Сбежав вниз, она распахнула дверь, в которую вбежала Катлина с криком:

– Спаси меня! Спаси меня! Волк! Волк!

И Неле услышала завывание вдали в поле. Дрожа от страха, она зажгла все свечи, сальные и восковые, все светильники.

– Что случилось, Катлина? – спросила она, обнимая мать.

Та уселась с перекошенными от страха глазами, посмотрела на свечи и сказала:

– Вот солнце и прогнало злых духов. Волк, волк воет в поле.

– Но зачем же ты встала со своей тёплой постели и вышла, чтобы простудиться в сырую сентябрьскую ночь? – спросила Неле.

И Катлина стала рассказывать:

– Гансик этой ночью кричал орлом; я открыла ему дверь. Он сказал: «Выпей волшебного питья». Я выпила. Он красавец, Гансик. Уберите огонь. Потом повёл он меня к каналу и сказал: «Катлина, я верну тебе семьсот червонцев, ты их отдашь Уленшпигелю, сыну Клааса. Вот тебе два на платье. Скоро получишь тысячу». – «Тысячу? – говорю я. – Дорогой мой, тогда я буду богатая». – «Да, получишь, – говорит, – а нет ли в Дамме женщин или девушек, которые теперь так богаты, как ты будешь?» – «Я не знаю», – говорю. Но я не хотела назвать их имена, а то он их будет любить. И тогда он сказал: «Разузнай, скажешь мне, кто они, когда я в другой раз приду».

Так холодно, стали туманы бежать по полю, сухие ветки с деревьев на дорогу падают. И месяц блестит, а по каналу на воде огоньки светятся. Гансик говорит: «Это ночь оборотней. Все грешные души выходят из ада. Надо три раза левой рукой перекреститься и сказать: «Соль, соль, соль!» – это знак бессмертия. Тогда они тебя не тронут».

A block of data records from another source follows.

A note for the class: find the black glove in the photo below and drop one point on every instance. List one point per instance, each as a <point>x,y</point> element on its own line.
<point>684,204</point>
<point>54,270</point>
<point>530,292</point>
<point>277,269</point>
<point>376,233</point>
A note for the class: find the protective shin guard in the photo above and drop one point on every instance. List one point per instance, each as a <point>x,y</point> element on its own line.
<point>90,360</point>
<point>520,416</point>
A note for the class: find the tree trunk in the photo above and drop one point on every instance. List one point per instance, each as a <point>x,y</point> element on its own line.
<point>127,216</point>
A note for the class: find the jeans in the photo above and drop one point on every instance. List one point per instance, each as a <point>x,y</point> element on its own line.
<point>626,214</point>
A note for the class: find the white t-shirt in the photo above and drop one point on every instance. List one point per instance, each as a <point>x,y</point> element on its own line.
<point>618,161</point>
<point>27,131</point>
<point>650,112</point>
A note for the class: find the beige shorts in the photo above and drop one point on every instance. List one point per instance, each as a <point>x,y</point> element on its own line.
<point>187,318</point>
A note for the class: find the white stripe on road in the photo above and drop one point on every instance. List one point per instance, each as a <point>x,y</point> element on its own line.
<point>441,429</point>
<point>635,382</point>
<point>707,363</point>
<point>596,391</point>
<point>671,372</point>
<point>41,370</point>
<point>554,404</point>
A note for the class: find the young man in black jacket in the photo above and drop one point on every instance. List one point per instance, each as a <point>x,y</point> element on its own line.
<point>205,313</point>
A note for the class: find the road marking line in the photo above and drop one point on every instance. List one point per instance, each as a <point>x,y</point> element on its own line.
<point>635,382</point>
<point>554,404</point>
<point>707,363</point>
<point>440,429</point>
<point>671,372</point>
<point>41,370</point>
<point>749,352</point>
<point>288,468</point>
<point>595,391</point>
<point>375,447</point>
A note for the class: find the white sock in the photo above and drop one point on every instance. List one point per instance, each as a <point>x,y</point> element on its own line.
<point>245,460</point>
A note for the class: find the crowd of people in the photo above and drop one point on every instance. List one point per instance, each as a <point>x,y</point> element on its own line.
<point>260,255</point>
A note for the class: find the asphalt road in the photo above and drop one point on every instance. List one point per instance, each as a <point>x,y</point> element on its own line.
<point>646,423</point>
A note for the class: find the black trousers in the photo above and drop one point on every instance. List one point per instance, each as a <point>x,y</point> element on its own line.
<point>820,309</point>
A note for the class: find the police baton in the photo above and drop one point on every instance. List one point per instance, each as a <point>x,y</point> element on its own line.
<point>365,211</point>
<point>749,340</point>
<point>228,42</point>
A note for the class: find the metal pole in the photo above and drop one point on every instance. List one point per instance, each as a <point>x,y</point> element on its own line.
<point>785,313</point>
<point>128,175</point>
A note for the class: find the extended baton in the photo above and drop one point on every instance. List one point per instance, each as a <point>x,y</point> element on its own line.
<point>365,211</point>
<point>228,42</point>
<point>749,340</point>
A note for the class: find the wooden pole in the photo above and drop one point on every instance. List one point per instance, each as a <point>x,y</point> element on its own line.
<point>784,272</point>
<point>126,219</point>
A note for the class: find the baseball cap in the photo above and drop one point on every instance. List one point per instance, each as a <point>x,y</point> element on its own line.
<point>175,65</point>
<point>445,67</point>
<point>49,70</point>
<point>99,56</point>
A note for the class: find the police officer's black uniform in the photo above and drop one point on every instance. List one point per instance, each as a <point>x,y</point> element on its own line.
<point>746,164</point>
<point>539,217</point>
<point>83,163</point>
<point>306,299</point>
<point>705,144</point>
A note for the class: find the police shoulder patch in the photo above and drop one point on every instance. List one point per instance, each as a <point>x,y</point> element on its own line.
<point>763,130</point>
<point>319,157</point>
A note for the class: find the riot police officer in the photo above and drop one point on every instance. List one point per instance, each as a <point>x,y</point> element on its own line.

Я говорю: «Я всё сделаю, как ты хочешь, Гансик, дорогой мой». Он поцеловал меня и говорит: «Ты моя жена». Я говорю: «Да». И от этих нежных его слов по всему моему телу разлилась такая небесная сладость, точно бальзам. Он возложил на меня венок из роз и говорит: «Ты красавица». И я сказала: «Ты тоже красивый, Гансик, дорогой мой, в твоём барском наряде, в зелёном бархате с золотой вышивкой, с твоим длинным страусовым пером на шляпе и твоим бледным лицом, светящимся, как волны морские. О, наши девушки в Дамме, как увидят тебя, побегут за тобой, моля о любви. Но ты её дашь только мне, Гансик». Он ответил: «Ты разузнай, какие самые богатые: их деньги достанутся тебе». Потом он ушёл и не велел мне итти за ним.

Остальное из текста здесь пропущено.